LV: “There have been effects. We have this political crisis here: [President] Dilma Rousseff is in her presidential palace, but she is not governing. Next door, in the vice presidential palace the the Vice President [Michel Temer] is essentially in charge of the country.
A lot of people have said – particularly when it comes to education about the health consequences about Zika – that campaigns have been put on hold. There’s sort of a new administration in, people have been appointed throughout the government by the acting Vice President and roles have shifted, so people don’t know what their future is, there’s not a lot of confidence that they would even have that job in a few months and consequently there’s not a lot of political risk taking.
So a lot of campaigns that talk about maternal health or contraception have been put on hold because nobody wants to be the big decision-maker who takes a risk.
And the other thing is that because of the fall in oil prices, the semi state-owned oil firm Petrobras has cut, what we’re hearing, about three-quarters of its funding for health initiatives in various parts of the country. That firm was responsible for funding a lot of cutting edge research, and because of the economic situation here a lot of that money has dried up.”
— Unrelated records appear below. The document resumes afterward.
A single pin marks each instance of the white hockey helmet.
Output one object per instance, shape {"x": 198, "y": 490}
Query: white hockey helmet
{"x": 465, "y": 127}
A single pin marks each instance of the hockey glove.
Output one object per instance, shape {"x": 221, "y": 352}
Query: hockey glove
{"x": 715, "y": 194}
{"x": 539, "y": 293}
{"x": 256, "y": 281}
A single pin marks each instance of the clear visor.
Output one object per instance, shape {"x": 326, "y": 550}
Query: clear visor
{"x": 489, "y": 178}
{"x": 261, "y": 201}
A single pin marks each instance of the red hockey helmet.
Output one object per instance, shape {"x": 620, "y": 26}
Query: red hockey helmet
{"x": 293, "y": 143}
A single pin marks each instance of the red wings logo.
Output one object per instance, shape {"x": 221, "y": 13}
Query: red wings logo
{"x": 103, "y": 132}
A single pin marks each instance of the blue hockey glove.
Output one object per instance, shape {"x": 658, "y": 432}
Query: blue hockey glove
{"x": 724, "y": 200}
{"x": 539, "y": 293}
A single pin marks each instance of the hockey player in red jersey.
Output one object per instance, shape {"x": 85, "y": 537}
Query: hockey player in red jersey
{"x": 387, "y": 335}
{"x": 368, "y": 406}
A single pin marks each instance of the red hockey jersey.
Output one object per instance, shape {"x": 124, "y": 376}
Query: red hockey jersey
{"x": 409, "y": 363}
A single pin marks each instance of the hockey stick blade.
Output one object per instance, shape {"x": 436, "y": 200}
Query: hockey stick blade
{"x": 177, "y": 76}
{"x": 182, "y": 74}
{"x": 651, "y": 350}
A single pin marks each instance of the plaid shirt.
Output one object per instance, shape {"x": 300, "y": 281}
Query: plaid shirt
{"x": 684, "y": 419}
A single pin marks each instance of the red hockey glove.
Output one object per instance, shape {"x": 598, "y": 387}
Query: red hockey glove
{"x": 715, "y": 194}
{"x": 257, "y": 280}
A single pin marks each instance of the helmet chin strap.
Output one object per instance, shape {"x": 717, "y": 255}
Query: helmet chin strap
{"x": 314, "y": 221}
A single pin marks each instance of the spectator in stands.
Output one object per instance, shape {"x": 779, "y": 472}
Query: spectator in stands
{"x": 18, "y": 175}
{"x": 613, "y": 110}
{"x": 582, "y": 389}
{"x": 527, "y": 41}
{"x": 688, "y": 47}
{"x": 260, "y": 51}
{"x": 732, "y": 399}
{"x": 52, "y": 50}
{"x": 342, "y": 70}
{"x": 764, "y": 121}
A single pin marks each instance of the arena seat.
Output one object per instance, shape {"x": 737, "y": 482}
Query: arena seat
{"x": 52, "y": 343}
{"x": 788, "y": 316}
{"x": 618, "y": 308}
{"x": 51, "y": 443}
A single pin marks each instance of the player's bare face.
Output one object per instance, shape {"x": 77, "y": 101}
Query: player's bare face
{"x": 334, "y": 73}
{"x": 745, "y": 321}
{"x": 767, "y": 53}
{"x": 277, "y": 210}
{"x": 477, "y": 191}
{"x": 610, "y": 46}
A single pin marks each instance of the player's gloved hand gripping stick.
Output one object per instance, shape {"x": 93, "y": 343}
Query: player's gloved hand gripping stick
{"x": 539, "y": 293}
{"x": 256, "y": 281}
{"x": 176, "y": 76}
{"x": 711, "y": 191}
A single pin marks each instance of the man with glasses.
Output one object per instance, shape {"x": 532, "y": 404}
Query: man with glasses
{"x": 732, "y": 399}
LV: “In some ways it looks inevitable.
It is unfortunate that as you land at the airport and take the causeway into the city, the smell is really unpleasant. There was supposed to be a big infrastructure overhaul to clean up the water here and that never really happened, and it would have needed to happen years ago to change the state of the water here.
Typically, as we see, and as we’re seeing here, governments borrow money at the last minute to pay workers – we’re seeing emergency funds released for Rio – the venues will get built. But really it’s what happens after the Olympics to a city like Rio that I think is more of concern to the people here than whether or not it will be presentable.
I’m sure it will be, but the cameras never really tell the true story, especially at sporting events.”